Windows really should provide an API that treats path names as just bytes, without any of these stupid encoding stuff. Could probably have done that when they introduced UNC paths.
Ever since Windows 95 Long File Names for FAT, filenames have been 16-bit characters in their on-disk format. So passing "bytes" means that they need to become wide characters before the filesystem can act on them. And case-sensitivity is still applied, stupidly enough, using locale-specific rules. (Change your locale, and you change how case-insensitive filenames work!)
It is possible to request for a directory to contain case-sensitive files though, and the filesystem will respect that. And if you use the NT Native API, you have no restrictions on filenames, except for the Backslash character. You can even use filenames that Win32 doesn't allow (name with a ":", name with a null byte, file named "con" etc), and every Win32 program will break badly if it tries to access such a file.
It's also possible to use unpaired surrogate characters (D800-DFFF without the matching second part) in a filename. Now you have a file on the disk whose name can't be represented in UTF-8, but the filename is still sitting happily in the filesystem. So people invented "WTF-8" encoding to allow those characters to be represented.
> And case-sensitivity is still applied, stupidly enough, using locale-specific rules. (Change your locale, and you change how case-insensitive filenames work!)
AFAIK, it's even worse: it uses the rules for the locale which was in use when the filesystem was created (it's stored in the $UpCase table in NTFS, or its equivalent in EXFAT). So you could have different case-insensitive rules in a single system, if it has more than one partition and they were formatted with different locales.
IMO, case-insensitive filesystems are an abomination; the case-insensitivity should have been done in the user interface layer, not in the filesystem layer.
> IMO, case-insensitive filesystems are an abomination; the case-insensitivity should have been done in the user interface layer, not in the filesystem layer.
Implementing case-insensitivity in a file picker or something is OK, but doing that throughout your app's runtime is insane since you'd have to hook every file open and then list the directory, whereas in a file picker you're probably listing the directory anyways.
Did not know about $UpCase, the only part I knew was that the FAT16/32 driver from Microsoft (Which has the source code officially released, it's used as an example for how to implement a filesystem on Windows NT) uses locale-specific case-sensitivity tests.
You're right, in the case of FAT16/FAT32 it AFAIK has to use the current system locale, since unlike EXFAT or NTFS there isn't a place in the filesystem to store that locale table.
"\\?\" is strange, because it looks just like a UNC path.
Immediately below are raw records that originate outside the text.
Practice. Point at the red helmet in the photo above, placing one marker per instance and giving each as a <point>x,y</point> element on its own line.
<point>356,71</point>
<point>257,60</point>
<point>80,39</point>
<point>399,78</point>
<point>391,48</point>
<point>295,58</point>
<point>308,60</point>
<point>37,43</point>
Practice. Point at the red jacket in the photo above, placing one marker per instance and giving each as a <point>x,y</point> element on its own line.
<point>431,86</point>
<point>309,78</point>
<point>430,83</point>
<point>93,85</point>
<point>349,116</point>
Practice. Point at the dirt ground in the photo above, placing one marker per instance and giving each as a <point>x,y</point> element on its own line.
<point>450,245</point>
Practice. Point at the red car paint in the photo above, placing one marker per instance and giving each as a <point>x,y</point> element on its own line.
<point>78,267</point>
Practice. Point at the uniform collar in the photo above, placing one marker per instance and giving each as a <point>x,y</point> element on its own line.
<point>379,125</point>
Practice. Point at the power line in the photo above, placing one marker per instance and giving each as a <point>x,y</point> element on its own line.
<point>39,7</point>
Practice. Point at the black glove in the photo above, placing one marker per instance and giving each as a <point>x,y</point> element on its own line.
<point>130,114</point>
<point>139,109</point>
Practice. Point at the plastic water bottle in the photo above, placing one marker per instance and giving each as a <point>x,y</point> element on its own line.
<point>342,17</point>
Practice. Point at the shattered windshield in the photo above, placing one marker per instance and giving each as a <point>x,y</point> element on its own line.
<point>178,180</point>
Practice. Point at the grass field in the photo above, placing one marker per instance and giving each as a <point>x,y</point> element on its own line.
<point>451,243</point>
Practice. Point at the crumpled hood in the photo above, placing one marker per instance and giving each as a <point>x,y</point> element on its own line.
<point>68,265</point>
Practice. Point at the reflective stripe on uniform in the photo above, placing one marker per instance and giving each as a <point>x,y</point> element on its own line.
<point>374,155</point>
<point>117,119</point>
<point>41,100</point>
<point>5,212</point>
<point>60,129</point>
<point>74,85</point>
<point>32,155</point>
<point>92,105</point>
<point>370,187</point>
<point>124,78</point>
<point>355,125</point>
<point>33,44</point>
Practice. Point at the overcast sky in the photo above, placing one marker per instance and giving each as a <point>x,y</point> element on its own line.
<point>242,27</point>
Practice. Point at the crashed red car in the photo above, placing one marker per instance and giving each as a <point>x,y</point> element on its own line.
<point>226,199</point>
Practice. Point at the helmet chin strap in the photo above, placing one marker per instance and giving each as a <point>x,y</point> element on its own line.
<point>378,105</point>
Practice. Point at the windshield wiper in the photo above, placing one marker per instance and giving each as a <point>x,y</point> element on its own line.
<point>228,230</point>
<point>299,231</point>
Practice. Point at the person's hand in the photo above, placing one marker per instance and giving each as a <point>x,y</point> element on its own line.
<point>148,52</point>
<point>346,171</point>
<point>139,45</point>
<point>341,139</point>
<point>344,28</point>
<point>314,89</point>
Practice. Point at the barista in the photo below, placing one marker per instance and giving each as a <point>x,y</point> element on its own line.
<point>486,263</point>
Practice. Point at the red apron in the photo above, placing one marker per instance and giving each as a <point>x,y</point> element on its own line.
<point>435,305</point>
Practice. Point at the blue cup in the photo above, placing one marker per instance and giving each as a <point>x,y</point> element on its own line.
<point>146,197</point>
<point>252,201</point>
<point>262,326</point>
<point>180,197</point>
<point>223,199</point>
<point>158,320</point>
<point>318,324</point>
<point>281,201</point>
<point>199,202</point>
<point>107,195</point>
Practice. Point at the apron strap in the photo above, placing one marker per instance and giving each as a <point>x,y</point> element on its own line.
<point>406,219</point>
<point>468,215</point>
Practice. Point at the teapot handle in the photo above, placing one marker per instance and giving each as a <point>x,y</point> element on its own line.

But it actually isn't. It's actually a way for Win32 programs to request a path in the NT Object Namespace.
What's the NT Object Namespace? You can use "WinObj" from SysInternals to see it.
The NT Object Namespace uses its own special paths called NT-Native paths. A file might be "C:\hello.txt" as a Win32 path, but as an NT-Native path, it's "\??\C:\hello.txt". "\??\" isn't a prefix, or a escape or anything like that. It's a real directory sitting in the NT Object Namespace named "\??", and it's holding symbolic links to all your drive letters. For instance, on my system, "\??\C:" is a symbolic link that points to "\Device\HarddiskVolume4".
Just like Linux has the "/dev/" directory that holds devices, the NT Object Namespace has a directory named "\Device\" that holds all the devices. You can perform File IO (open files, memory map, device IO control) on these devices, just like on Linux.
"\??\" in addition to your drive letters, also happens to have a symbolic link named "GLOBALROOT" that points back to the NT-Native path "\".
Anyway, back to "\\?\". This is a special prefix that when Win32 sees it, it causes the path to be parsed differently. Many of the checks are removed, and the path is rewritten as an NT-Native path that begins with "\??\". You can even use the Win32 Path "\\?\GLOBALROOT\Device\HarddiskVolume4\" (at least on my PC) as another way to get to your C:\ drive. *Windows Explorer and File Dialogs forbid this style of path.* But 7-Zip File Manager allows it! And regular programs will accept a filename as a command line argument in that format.
Another noteworthy path in "\??\" is "\??\UNC\". It's a symbolic link to "\Device\Mup". From there, you can add on the hostname/IP address, and share name, and access a network share. So in addition to the classic UNC path "\\hostname\sharename", you can also access the share with "\\?\UNC\hostname\sharename" or "\\?\GLOBALROOT\Device\Mup\hostname\sharename".
On Unix the reason for this is that the kernel has no idea what codeset you're using for your strings in user-land, so filesystem-related system calls have to limit themselves to treating just a few ASCII codepoints as such (mainly NUL, `/`, and `.`).